# John Allen's Translation of Calvin's Institutes



## sastark (Jan 3, 2006)

Over the New Year's holiday, I visited a few local used book stores. Among other books I found (such as Boettner's _millennium_) I found a copy of Calvin's Institutes. I was wondering if any one could give me any info on this particular edition.

It is Calvin's Institutes in two volumes (and the two volumes are in a box: very nice looking). Translated by John Allen (who I am unfamiliar with. Anyone know anything about him?) There is also an introductary essay by B. B. Warfield. It was printed by the Presbyterian Board of Christian Education, Westminster Press, but I can't find a copyright date (or any copyright information at all). The title page says it is the seventh English edition. Can anyone provide any info?

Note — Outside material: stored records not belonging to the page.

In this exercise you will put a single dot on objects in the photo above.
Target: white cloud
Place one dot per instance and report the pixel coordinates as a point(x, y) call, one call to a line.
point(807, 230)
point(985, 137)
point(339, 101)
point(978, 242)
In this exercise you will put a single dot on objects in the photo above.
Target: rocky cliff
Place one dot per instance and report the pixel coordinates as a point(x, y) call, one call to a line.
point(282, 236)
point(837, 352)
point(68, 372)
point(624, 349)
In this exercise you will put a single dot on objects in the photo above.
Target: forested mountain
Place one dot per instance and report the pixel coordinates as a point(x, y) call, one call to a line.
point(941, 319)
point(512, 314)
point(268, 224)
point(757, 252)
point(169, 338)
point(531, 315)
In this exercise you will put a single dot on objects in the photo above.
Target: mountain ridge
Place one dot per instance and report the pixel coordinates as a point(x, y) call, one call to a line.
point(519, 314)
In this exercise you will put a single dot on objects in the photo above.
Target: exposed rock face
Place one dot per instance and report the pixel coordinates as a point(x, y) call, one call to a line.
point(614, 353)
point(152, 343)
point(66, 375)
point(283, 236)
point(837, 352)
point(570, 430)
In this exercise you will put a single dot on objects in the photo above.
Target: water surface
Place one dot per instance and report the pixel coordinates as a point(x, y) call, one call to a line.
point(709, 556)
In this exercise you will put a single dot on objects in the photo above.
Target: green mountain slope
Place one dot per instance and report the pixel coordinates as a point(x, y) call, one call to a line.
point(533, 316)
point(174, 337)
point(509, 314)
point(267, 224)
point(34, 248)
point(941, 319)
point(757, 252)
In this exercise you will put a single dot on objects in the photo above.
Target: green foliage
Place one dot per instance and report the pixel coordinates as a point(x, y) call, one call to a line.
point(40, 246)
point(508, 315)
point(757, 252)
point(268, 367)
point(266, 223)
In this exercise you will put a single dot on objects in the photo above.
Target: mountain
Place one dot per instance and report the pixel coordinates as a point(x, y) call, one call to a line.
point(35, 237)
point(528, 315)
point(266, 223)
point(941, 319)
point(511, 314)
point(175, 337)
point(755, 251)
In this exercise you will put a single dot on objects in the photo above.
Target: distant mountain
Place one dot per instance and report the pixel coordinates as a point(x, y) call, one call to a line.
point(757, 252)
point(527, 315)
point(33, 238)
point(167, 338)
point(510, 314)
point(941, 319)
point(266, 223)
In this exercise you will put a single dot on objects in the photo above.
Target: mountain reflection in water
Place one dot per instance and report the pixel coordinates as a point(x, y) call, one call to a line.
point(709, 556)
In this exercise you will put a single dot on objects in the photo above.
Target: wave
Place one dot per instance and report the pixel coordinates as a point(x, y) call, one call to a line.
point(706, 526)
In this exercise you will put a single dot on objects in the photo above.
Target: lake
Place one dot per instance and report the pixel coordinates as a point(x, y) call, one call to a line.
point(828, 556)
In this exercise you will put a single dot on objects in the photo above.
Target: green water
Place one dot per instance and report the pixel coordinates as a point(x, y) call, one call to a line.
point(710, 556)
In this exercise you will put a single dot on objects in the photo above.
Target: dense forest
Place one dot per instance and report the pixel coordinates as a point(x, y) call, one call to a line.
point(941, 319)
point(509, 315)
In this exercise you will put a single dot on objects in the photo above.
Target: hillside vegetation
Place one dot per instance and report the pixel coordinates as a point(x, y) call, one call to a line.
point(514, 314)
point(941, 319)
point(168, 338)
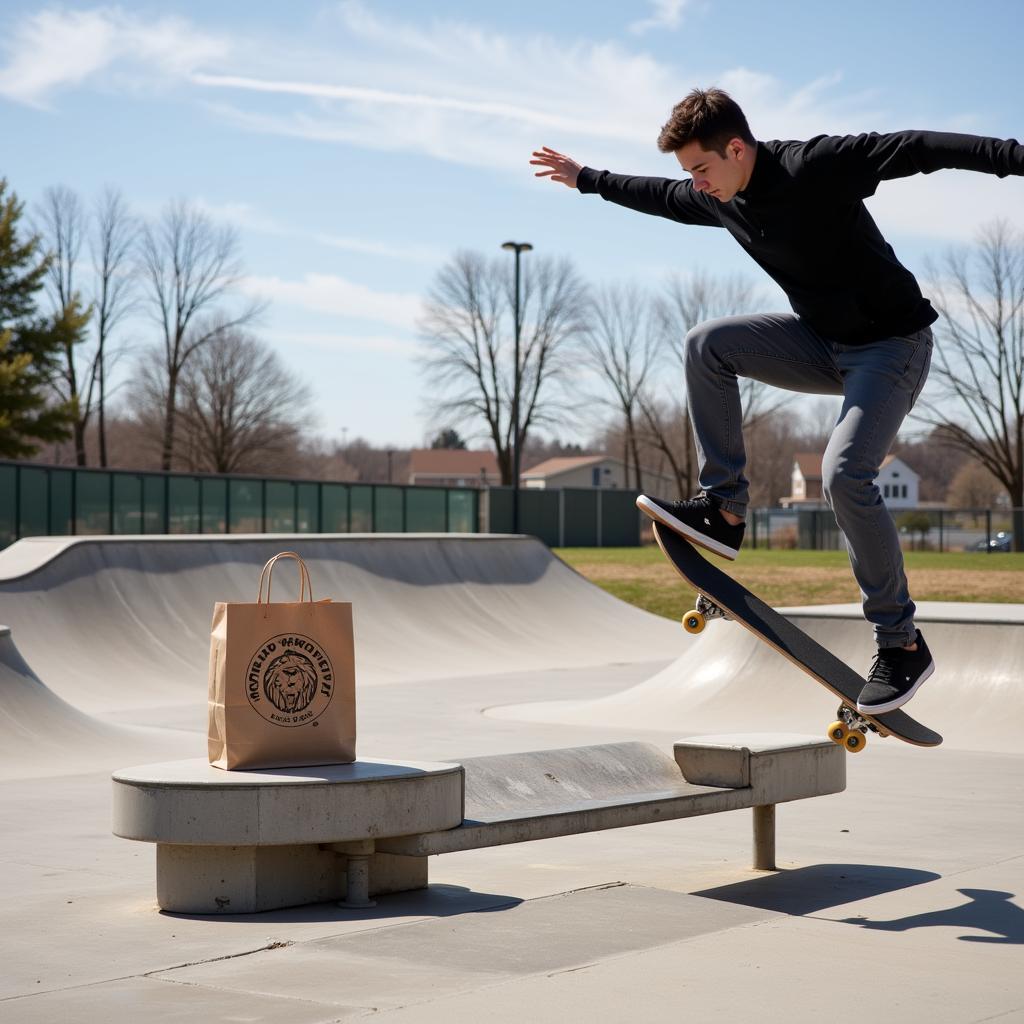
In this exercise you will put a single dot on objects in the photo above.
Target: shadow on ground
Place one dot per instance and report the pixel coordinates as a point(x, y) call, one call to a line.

Also, at the same bookstore there was an eight volume edition of Schaff's _History of the Christian Church_. They were asking $95. Does any one know if this is a good price? The books were in very good condition, from what I could see.


----------



## Contra_Mundum (Jan 3, 2006)

If you like comparing editions, or want multiple translations (do you have Battles' or Beveridge?) to see how different men rendered a thought or sentence, then I would get it. If only so you could give it away sometime. That edition, was the version most common in the US before Battles' LCC edition, and before Beveridge reprints (which originals were probably more common in Britain).

The Battles' critical edition includes substantial information in the fore-matter on translation history.


----------